Aktuell Rapport
- October 2005 cover (Norwegian edition) featuring Anette Dawn
- Editor: Lau Larsen
- Former editors: Stein-Erik Mattsson (2000–2003)
- Categories: Pornography, entertainment
- Frequency: Monthly
- Publisher: Tre-mag Sweden AB
- First issue: 1976; 50 years ago
- Final issue: 2012; 14 years ago
- Country: Norway
- Language: Swedish, Norwegian
- Website: aktuellrapport.se

= Aktuell Rapport =

Swedish pornographic magazine

Aktuell Rapport was a pornographic magazine published in Sweden, and also sold in a Norwegian edition. Published by Tre-mag Sweden AB of Stockholm, and printed in Austria, it also contains a significant amount of non-pornographic features.

==History==
Aktuell Rapport was first published as Rapport 76 in Norway in 1976 by Leif Hagen, and prominently featured a mail-order catalogue for his company L. Hagen Import.
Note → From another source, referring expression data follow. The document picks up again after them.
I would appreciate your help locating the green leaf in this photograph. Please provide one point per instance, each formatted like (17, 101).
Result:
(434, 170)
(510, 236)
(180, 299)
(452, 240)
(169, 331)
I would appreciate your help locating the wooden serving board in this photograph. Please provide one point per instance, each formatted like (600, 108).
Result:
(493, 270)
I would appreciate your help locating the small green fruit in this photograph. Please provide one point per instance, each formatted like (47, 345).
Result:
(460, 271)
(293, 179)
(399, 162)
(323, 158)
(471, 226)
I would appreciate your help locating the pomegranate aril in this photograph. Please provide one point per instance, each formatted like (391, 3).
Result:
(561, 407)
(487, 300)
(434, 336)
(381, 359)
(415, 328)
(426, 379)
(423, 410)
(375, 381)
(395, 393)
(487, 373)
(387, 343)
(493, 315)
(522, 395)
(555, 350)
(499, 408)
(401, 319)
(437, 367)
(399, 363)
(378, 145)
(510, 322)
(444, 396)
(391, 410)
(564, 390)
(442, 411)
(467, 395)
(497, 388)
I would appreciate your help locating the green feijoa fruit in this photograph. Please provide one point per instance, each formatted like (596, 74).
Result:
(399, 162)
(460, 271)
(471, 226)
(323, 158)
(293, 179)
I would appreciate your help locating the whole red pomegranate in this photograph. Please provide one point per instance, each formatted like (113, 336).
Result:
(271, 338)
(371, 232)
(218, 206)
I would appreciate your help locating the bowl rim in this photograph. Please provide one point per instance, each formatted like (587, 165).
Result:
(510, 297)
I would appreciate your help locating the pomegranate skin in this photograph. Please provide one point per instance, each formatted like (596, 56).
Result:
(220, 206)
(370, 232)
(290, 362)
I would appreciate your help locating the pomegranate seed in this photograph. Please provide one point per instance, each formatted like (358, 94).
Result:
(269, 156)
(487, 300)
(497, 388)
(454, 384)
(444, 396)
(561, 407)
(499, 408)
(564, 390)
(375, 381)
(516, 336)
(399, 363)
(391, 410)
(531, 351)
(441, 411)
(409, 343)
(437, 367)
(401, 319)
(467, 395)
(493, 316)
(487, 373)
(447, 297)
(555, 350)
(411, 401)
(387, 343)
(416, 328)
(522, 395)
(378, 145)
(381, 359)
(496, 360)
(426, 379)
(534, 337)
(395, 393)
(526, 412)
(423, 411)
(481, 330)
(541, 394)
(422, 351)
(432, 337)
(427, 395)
From initially being a monthly publication, it progressed to weekly publication during the 1980s, before assuming the current bi-weekly frequency.

The current editor is Lau Larsen. The magazine was edited from 2000 to 2003 by Stein-Erik Mattsson.

Aktuell Rapport had a circulation of around 25,000 copies in Norway in 2007.